Maintain year-round contact with customers at multiple levels and functions. The process doesn’t start nor end when supplier and retailer negotiate a jointly vested plan. The dialogue needs to continue beyond the negotiations, relying on one scorecard with jointly agreed metrics and a real-time tracking of results.
Successful consumer goods companies ensure regular meetings throughout the year between all critical levels at both the supplier and customer—for instance, the company’s general manager meets with the retailer’s general manager, the company’s supply chain team meets with the retailer’s supply chain team, and so forth. For each of these meetings, the Agile team mobilizes to prepare the specific content and ensure connections across functions. Ongoing dialogue to course correct in-year initiatives or develop initiatives for next year’s plan makes the actual negotiation a less formal milestone.

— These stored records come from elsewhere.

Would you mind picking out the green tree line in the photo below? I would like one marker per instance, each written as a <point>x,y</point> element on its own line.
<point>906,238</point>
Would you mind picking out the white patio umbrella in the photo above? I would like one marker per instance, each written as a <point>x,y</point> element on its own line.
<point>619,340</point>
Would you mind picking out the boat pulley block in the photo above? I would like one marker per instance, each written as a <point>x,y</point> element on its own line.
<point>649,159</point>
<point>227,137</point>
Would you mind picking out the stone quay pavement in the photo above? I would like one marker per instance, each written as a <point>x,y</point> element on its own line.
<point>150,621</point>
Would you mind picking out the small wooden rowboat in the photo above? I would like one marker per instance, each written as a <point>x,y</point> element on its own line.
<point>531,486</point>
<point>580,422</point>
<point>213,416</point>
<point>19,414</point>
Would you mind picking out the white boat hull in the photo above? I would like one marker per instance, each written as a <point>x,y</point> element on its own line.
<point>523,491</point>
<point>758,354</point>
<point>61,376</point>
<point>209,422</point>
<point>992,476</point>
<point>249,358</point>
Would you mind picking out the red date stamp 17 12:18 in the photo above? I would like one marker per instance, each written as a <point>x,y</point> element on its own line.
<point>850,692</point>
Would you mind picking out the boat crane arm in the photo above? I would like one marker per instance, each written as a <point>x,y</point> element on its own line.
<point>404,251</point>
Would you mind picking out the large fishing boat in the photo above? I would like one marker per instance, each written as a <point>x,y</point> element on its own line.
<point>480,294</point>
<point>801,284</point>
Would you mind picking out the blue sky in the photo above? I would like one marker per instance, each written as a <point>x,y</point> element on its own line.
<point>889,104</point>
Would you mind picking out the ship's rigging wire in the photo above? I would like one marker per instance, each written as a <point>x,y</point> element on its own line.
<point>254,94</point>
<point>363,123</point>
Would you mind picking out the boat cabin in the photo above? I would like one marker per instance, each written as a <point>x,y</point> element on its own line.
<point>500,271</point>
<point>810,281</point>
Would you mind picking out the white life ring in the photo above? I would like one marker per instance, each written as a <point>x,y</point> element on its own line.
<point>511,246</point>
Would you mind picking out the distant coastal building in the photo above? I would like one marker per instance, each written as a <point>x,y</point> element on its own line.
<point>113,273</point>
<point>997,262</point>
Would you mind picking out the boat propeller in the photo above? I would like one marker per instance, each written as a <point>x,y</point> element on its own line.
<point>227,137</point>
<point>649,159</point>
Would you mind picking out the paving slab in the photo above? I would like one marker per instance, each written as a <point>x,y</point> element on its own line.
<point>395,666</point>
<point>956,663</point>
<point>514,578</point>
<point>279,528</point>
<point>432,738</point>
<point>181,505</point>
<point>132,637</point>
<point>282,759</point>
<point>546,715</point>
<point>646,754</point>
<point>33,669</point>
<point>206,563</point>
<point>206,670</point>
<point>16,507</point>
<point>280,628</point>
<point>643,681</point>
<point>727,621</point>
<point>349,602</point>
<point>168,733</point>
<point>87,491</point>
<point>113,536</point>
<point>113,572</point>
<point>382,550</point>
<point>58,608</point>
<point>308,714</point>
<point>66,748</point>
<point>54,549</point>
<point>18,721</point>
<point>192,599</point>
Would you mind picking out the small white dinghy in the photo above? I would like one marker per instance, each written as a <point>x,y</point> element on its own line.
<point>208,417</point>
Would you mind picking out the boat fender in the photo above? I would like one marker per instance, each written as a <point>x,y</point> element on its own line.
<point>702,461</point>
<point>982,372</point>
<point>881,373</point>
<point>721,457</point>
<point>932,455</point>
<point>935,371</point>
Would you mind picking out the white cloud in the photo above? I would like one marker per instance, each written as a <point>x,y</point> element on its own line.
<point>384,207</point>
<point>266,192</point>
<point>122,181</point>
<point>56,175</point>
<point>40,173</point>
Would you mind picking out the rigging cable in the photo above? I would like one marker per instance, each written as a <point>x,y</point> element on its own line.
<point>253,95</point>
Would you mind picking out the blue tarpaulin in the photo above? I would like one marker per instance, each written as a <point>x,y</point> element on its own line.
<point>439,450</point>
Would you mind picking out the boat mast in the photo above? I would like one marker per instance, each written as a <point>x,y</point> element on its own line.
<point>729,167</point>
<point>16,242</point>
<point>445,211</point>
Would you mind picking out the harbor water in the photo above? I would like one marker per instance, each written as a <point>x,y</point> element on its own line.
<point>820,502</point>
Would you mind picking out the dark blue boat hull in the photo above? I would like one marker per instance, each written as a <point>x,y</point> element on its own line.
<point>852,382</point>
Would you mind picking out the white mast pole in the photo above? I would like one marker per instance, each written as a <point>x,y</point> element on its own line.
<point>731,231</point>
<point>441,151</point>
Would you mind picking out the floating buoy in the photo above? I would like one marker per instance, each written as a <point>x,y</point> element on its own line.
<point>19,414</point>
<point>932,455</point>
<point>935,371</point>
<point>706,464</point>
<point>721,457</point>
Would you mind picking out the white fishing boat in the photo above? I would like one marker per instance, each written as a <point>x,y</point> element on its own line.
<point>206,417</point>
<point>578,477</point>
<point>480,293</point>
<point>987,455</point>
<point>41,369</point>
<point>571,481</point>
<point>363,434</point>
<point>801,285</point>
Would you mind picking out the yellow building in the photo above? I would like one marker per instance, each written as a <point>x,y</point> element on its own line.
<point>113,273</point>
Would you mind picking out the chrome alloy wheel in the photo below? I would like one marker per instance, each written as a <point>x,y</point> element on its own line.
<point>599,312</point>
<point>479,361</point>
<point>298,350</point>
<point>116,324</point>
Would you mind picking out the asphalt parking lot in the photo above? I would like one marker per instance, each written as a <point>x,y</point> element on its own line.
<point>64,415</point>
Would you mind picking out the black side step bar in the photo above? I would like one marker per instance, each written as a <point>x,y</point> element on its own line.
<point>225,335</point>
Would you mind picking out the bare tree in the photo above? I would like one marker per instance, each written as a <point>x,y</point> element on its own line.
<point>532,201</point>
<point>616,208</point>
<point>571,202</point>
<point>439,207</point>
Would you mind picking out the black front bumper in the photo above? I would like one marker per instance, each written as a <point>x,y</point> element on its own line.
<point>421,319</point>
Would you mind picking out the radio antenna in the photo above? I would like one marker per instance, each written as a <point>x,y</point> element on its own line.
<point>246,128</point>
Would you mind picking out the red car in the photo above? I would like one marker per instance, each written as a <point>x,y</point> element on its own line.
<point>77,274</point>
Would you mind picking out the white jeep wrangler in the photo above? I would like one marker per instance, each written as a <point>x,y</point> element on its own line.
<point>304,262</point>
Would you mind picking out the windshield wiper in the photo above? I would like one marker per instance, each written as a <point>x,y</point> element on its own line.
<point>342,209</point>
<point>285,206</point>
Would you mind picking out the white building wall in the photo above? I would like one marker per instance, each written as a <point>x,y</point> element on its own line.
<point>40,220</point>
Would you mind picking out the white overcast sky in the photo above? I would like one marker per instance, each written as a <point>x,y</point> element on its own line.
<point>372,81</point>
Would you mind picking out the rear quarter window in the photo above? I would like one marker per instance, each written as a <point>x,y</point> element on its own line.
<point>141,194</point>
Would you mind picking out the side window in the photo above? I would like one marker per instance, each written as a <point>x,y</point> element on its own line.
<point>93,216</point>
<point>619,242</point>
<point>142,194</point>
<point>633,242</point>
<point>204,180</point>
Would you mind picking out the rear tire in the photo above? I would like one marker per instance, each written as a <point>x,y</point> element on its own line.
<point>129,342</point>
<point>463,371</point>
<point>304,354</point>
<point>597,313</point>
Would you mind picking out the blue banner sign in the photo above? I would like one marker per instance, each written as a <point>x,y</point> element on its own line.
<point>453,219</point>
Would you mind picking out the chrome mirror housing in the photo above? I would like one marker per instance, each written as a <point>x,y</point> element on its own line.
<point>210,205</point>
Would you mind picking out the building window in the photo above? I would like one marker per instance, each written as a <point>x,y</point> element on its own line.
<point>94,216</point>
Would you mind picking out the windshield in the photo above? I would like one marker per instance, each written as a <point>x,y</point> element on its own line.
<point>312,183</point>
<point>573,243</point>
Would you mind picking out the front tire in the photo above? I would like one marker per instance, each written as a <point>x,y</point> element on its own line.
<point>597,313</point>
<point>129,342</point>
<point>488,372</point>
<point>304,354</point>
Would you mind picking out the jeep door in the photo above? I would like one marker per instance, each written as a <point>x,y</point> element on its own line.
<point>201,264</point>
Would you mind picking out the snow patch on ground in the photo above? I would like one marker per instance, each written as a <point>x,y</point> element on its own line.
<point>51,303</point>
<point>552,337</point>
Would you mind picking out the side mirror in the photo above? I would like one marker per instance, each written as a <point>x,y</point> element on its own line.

The most successful suppliers cocreate their plans (and even products) with some retailers. Regular interaction between the finance teams of a food company and a key retail customer helped both sides align their views on profit pools and economics—and facilitated initiatives aimed at improving both.
Use the most advanced tools to stay on top of the numbers. The joint value approach and Agile ways of working can only be embedded and rolled out if participants have the appropriate access to data and tools. Some consumer goods companies are derailed when different team members have access to different (at times even contradicting) data. Agile customer teams developing joint value plans need a single version of the truth. It helps them generate accurate, real-time estimates of the impact of various ideas on the joint profit pools. It also helps teams determine the best trade-offs, for both the proposed plans and negotiations—and it can facilitate tracking results.

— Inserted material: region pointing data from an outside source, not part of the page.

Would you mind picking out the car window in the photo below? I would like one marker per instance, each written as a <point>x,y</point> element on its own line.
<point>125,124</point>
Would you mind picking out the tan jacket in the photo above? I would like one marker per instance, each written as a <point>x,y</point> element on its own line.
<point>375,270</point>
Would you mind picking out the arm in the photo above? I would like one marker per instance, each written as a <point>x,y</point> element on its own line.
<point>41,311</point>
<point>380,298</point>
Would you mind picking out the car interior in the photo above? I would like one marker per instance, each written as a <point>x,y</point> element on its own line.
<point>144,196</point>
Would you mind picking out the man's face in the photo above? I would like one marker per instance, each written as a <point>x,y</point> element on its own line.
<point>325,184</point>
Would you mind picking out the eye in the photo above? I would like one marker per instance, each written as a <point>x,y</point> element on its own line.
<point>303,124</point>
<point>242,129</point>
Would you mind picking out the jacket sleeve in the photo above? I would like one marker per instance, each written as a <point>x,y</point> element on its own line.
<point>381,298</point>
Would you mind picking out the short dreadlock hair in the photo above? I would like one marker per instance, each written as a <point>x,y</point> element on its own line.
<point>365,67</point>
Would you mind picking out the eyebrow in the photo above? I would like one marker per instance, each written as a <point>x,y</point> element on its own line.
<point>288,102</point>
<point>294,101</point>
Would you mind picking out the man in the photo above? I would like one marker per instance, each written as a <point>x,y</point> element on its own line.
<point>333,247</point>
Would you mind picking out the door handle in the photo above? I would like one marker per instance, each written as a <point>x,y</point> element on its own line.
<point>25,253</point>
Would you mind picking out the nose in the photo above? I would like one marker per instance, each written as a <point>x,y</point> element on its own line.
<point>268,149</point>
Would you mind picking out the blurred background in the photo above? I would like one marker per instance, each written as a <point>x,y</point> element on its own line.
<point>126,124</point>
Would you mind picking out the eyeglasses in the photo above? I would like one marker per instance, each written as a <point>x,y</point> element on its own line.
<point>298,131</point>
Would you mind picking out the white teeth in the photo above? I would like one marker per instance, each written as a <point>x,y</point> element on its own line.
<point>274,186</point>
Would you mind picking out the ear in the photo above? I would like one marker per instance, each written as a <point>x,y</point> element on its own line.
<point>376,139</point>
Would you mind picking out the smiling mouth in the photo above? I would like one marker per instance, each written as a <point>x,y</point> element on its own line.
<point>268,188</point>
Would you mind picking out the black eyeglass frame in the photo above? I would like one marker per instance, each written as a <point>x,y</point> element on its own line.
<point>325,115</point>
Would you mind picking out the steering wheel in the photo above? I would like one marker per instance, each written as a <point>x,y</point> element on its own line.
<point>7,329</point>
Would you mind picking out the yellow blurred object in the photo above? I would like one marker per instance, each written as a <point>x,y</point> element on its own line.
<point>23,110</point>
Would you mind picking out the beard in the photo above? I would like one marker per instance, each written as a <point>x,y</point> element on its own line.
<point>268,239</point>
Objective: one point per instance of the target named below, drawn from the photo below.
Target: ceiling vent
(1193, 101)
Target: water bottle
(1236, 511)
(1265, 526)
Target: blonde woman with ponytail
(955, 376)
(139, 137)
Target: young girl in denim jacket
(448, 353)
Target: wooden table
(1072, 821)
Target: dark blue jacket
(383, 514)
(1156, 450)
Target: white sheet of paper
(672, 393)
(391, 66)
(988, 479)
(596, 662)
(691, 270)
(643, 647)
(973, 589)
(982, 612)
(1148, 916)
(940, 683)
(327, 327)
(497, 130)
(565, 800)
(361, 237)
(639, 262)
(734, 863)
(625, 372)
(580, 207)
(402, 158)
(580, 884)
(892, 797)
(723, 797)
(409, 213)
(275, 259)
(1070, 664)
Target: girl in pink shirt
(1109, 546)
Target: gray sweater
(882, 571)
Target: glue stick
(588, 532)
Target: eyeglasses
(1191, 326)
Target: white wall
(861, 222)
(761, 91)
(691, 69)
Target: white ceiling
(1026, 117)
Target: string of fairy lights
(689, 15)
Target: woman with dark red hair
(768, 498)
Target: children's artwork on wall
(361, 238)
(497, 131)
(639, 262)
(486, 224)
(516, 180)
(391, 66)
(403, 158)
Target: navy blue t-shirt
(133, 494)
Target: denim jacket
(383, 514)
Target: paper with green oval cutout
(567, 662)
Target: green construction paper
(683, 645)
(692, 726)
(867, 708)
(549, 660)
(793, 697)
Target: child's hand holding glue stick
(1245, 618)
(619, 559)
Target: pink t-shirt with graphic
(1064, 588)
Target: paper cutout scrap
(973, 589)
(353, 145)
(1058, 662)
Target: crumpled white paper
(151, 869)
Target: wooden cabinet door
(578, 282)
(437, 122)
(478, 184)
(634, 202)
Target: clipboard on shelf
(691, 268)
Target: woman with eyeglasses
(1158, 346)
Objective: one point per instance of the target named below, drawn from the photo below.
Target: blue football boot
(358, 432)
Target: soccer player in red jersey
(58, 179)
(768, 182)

Bain has developed a suite of advance simulation solutions to help cross-functional customer teams prepare their plans. Using Bain proprietary solutions, one beverage company used internal and external data to model different scenarios for joint value plans with some of its key customers. The company visualized the impact that each initiative would have on its customers’ top and bottom lines. It was also able to assess the potential effects of different negotiation moves and possible countermoves. Ultimately, it could agree on a plan that delivered double-digit growth in a year for both itself and its customers.
The relationship between retailers and consumer goods companies is not easy these days. There is no silver bullet solution for improving those relations, and the prevailing retail environment will not get better anytime soon. So, the only sustainable solution for suppliers is to find new ways to create value with and for most of their customers, not to fight them all.
Winning consumer goods companies will understand their retail customers’ economics as well as their own, differentiate plans based on a customer’s strategy and shoppers, rely on cross-functional teams and Agile ways of working to prepare customer touchpoints, maintain year-round contact at multiple levels and rely on advanced tools to bring data to the table for everybody’s well-being. That is what it really takes to become customer centric.
Eduardo Gimenez is a Bain & Company partner based in Madrid, Duilio Matrullo is a Bain partner in Milan and Laure Maddens is an expert vice president with Bain in Brussels. All are members with Bain’s Consumer Products practice.